The 2020 Chardonnays are richer and flamboyant compared to the 2019s, with slightly more weight and texture. Decadently spicy with an alluring oiliness, these wines will satisfy your mood for hedonic whites.
The next Peter Michael offer is due in July 2022.
Javier Aviña, who has been the vineyard manager at Peter Michael for 30 years.
La Carriere - Chardonnay
La Carriere is situated at around 1200-1700 feet with a rocky, shallow, volcanic soil that gives low fertility and among the lowest yields of all the Peter Michael vineyards. Planted in 1994, the vineyard is composed of See, Dijon, and Hyde (Old Wente) clone selections.
Mon Plaisir - Chardonnay
At an elevation of 1700-1800 feet on a fully sun-exposed, southeast-facing slope of the Knights Valley, Mon Plaisir is sourced from 20+-year-old Old Wente clone selection vines.
Belle Côte - Chardonnay
On an eastern-facing slope in the Knights Valley, Belle Côte is at 1700-1800 feet and features white, dusty soil. This vineyard is the latest of the Peter Michael Chardonnay vineyards to ripen each year. The site is planted mainly to Old Wente and See clone selections with a little Rued clone. Planted in 1990, these are the oldest Chardonnay vines on the estate.

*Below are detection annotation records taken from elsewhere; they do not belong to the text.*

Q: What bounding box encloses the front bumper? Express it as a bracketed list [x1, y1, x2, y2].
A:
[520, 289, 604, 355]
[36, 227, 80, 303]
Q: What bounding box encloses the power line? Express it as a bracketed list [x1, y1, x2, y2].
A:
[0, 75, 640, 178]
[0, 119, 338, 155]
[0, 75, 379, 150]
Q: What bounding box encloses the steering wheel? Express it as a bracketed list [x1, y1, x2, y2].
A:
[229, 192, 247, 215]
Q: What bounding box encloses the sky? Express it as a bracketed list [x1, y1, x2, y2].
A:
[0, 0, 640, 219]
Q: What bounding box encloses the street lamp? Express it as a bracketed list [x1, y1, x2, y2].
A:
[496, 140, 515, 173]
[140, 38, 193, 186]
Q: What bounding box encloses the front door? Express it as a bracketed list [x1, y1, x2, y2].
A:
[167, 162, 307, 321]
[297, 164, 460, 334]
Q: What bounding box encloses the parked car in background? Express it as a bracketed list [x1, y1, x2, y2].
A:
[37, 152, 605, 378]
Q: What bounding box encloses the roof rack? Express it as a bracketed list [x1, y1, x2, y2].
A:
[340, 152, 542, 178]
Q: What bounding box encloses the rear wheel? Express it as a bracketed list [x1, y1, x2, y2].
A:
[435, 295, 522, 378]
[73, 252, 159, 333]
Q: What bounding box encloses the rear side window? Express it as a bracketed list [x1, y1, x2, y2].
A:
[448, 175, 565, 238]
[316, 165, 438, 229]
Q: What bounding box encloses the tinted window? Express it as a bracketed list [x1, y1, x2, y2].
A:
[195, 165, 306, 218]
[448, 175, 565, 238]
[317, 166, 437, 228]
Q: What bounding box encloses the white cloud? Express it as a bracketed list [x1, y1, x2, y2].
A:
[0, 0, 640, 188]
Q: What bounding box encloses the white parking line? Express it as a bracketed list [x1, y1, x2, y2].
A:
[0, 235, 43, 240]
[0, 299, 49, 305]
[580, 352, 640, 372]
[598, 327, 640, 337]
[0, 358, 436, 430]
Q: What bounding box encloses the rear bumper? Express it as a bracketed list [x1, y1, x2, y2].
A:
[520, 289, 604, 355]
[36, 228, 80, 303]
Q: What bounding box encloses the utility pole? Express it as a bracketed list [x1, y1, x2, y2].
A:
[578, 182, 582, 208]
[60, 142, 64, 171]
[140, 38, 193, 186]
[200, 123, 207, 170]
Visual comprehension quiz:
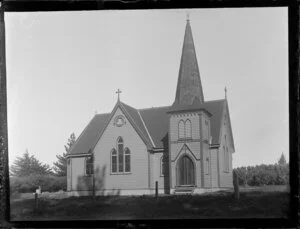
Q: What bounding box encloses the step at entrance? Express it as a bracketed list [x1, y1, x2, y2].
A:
[174, 185, 195, 195]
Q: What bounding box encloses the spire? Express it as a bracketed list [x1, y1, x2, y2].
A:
[174, 17, 204, 105]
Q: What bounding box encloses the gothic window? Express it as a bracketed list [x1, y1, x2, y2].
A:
[185, 119, 192, 138]
[223, 146, 226, 172]
[178, 120, 184, 139]
[67, 158, 71, 177]
[111, 149, 118, 173]
[111, 137, 131, 174]
[204, 120, 209, 140]
[125, 148, 130, 172]
[117, 137, 124, 173]
[223, 135, 229, 172]
[204, 155, 209, 174]
[85, 157, 93, 176]
[160, 155, 166, 176]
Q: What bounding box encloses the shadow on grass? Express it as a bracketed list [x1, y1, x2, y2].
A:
[11, 192, 289, 220]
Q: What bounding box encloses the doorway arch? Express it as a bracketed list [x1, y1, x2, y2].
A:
[176, 155, 195, 186]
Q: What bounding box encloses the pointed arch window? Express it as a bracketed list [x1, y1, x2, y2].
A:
[204, 154, 210, 175]
[117, 137, 124, 173]
[125, 147, 130, 173]
[85, 157, 94, 176]
[184, 119, 192, 138]
[178, 119, 192, 140]
[223, 135, 229, 172]
[160, 155, 166, 176]
[111, 149, 118, 173]
[110, 137, 131, 174]
[178, 119, 184, 139]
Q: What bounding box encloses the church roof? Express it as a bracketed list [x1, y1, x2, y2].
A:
[70, 99, 225, 155]
[174, 17, 204, 105]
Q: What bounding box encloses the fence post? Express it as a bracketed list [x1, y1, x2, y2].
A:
[34, 192, 39, 211]
[155, 181, 158, 199]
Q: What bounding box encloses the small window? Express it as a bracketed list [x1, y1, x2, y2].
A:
[205, 156, 209, 175]
[111, 149, 118, 173]
[160, 155, 166, 176]
[85, 157, 93, 176]
[111, 137, 131, 174]
[204, 120, 209, 140]
[178, 120, 184, 139]
[118, 137, 124, 173]
[185, 119, 192, 138]
[125, 148, 131, 173]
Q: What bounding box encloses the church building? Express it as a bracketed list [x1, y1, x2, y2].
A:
[67, 19, 235, 195]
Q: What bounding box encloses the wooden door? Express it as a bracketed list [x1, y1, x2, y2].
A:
[177, 155, 195, 185]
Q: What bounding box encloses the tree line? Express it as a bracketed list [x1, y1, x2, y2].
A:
[234, 154, 289, 186]
[10, 133, 289, 193]
[10, 133, 76, 195]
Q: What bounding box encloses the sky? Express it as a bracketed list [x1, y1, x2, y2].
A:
[5, 7, 289, 168]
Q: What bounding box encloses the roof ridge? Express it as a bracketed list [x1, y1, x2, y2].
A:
[120, 101, 137, 110]
[94, 112, 111, 117]
[137, 110, 156, 147]
[204, 99, 226, 103]
[137, 105, 171, 111]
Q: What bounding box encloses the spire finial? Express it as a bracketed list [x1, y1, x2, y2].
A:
[116, 88, 122, 101]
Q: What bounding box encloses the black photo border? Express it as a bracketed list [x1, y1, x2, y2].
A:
[0, 0, 300, 228]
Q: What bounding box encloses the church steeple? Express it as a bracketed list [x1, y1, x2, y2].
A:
[174, 15, 204, 105]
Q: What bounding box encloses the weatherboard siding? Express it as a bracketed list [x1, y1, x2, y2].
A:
[153, 153, 164, 189]
[210, 149, 218, 188]
[219, 113, 233, 188]
[71, 157, 91, 191]
[94, 108, 149, 190]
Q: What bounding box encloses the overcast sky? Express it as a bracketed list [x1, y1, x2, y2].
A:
[5, 8, 289, 167]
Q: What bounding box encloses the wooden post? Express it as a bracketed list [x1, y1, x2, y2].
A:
[233, 170, 240, 200]
[34, 193, 39, 211]
[155, 181, 158, 199]
[92, 154, 96, 199]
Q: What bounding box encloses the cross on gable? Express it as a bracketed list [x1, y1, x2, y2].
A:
[116, 88, 122, 100]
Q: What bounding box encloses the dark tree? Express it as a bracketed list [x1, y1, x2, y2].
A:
[278, 153, 286, 165]
[10, 150, 52, 177]
[53, 133, 76, 176]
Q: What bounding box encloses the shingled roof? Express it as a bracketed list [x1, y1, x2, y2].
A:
[70, 99, 225, 155]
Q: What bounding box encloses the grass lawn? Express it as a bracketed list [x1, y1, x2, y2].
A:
[11, 191, 289, 221]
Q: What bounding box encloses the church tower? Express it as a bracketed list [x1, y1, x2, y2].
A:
[168, 15, 212, 193]
[174, 15, 204, 105]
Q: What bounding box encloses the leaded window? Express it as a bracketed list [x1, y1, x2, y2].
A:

Ma Belle Fille - Chardonnay
Located in Knights Valley, Ma Belle Fille is the highest of the Peter Michael vineyards, perched at 1700-1900 feet. The rocky, volcanic soils are planted to a field selection of Hudson, Old Wente, Montrachet, and Calera clones. Planted in 1999, it is the earliest ripening of the Peter Michael vineyards.
Cuvee Indigene - Chardonnay
Cuvee Indigene is a top-barrel selection of the Belle Côte vineyard, usually with some fruit from Ma Belle Fille and Mon Plaisir. Winemaking consultant Luc Morlet mentioned that this label is intended to capture the richer side of Chardonnay in each vintage, emphasized by the majority use of Old Wente clone. No Cuvee Indigene was made in 2020.
Point Rouge - Chardonnay
Point Rouge is composed of the best barrels of Chardonnay from the entire estate. No Point Rouge was made in 2020.
Seaview Estate – Pinot Noir
Located in the Fort Ross-Seaview AVA on the Sonoma County coastline, Peter Michael’s Seaview Estate is perched at 1000-1500 feet on the first ridgeline from the coast. Planted in 2006, the soils are a real mix of volcanic, clay, and rocky/alluvial sediments. The Seaview Estate is the source of the Le Caprice, Ma Danseuse, and Clos de Ciel labels, which come from specific blocks. Clos de Ciel is furthest to the south and warmer and sunnier. Ma Danseuse comes from the coolest, most northern section, possessing more maritime influence. Le Caprice is located on the steepest slope with less maritime exposure.
Les Pavots – Bordeaux Varieties
Among the original Knights Valley plantings dating back to 1989, Les Parvots is planted to Cabernet Sauvignon, Merlot, Cabernet Franc, Petit Verdot, Sauvignon Blanc, and Sémillon. Located at 900-1400 feet, this is a warmer site with southern exposure. It is generally composed of rocky volcanic origin Rhyolite-based soils. Labels coming from here include the Les Pavots and L’Esprit des Pavots red wines as well as L’Apres Midi, which is a blend of Sauvignon Blanc (1/3 is Musque clone) and a little Sémillon.
Pisoni Vineyard – Pinot Noir
Peter Michael sources fruit from a 4.5-acre section of Pisoni Vineyard in Santa Lucia Highlands (Monterey County), making their Le Moulin Rouge label. This section is located at 1300 feet, mainly composed of decomposed granite. It was planted in 1991 to Vosne Romanée clone. The specific vineyard blocks dedicated to Peter Michael wines are farmed to their specifications.
Au Paradis – Bordeaux Red Varieties
Au Paradis vineyard is composed of the red, rocky, volcanic soils common to parts of Pritchard Hill, which makes sense since it is in Oakville foothills, below Continuum and above Dalla Valle. Planted in 1984 and 2007, the varieties here are Cabernet Sauvignon, Merlot, and Cabernet Franc.